La teoria che individua nelle comete le portatrici della vita sulla Terra esiste da molto tempo ed ha sempre sollevato dubbi. Recenti analisi ottenute a seguito della missione Deep Impact sembrano dargli nuovo vigore.
La missione Deep Impact mandò nel 2005 una sonda a colpire la cometa Tempel 1, producendo un profondo cratere e lanciando all’esterno materiale nascosto sotto la superficie. Le prime analisi hanno mostrato qualcosa di particolarmente interessante ed anche inaspettato. Invece di ghiaccio solido, si è notata la presenza di una specie di argilla, che necessita acqua allo stato liquido per formarsi. Questo risultato ha sollevato immediatamente l’interesse dei fautori dell’origine della vita nelle comete, in particolare il Prof. Chandra Wickramasinghe dell’Università di Cardiff.

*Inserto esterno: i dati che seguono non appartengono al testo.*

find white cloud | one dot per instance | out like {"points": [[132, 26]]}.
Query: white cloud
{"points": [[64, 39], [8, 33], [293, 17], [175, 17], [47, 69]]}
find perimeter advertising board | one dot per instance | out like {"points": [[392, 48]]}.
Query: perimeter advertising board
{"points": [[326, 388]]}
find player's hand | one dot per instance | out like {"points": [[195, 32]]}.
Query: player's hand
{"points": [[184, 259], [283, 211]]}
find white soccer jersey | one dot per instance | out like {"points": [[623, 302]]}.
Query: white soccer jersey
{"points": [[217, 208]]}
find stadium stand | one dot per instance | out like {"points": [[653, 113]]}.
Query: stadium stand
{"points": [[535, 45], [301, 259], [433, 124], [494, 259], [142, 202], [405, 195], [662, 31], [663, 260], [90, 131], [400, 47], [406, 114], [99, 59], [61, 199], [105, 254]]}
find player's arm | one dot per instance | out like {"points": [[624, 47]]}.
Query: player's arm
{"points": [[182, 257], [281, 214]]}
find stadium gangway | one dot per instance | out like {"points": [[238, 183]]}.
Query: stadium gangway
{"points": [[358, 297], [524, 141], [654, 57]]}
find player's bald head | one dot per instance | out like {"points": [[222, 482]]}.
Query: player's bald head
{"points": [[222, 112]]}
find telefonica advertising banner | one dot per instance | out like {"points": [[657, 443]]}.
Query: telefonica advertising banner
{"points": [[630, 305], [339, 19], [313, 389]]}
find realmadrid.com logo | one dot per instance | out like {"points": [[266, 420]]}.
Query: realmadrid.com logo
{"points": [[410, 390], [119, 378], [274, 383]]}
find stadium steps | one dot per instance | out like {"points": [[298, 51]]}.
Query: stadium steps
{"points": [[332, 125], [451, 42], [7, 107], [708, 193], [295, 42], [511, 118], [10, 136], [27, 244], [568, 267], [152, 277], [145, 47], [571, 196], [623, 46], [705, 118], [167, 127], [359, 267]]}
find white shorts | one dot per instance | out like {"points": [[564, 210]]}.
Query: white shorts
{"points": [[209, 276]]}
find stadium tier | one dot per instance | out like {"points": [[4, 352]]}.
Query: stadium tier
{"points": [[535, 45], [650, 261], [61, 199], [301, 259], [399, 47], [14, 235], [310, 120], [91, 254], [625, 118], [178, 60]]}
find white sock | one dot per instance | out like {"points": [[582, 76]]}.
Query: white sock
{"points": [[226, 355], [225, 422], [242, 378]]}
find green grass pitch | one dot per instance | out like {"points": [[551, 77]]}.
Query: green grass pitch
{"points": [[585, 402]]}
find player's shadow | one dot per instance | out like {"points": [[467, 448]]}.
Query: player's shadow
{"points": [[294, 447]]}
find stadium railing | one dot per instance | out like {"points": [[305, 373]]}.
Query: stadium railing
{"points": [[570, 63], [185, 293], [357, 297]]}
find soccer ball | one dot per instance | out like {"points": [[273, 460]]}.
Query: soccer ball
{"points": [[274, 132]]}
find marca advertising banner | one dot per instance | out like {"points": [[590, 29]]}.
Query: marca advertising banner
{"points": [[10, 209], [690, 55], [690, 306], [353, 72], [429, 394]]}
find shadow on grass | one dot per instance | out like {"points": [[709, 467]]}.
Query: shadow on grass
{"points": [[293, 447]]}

Insieme ad alcuni colleghi egli ha ipotizzato che, all’origine del sistema solare, le comete potevano contenere acqua allo stato liquido al di sotto della crosta superficiale. Esse infatti sono state investite dal materiale proveniente dall’esplosione di una supernova, in cui doveva essere presente l’alluminio-26, altamente radioattivo ed in grado di riscaldare gli interni cometari e mantenere “mari” sotterranei di acqua liquida per parecchi milioni di anni. Ancora oggi, all’avvicinarsi di una cometa al Sole, le parti interne potrebbero sciogliersi e produrre quella specie di argilla osservata durante la missione Deep Impact.
A questo punto gli ingredienti per la vita ci sarebbero tutti: le molecole organiche complesse, l’acqua allo stato liquido e l’argilla che è considerata un ottimo catalizzatore per produrre composti organici sempre più elaborati. Le comete sarebbero quindi state vere e proprie incubatrici, in cui la vita si sarebbe lentamente sviluppata per essere poi “depositata” sulla Terra. Sicuramente la cosa non è così semplice e le prove non certo decisive. Tuttavia, questi nuovi risultati aprono possibilità altamente suggestive.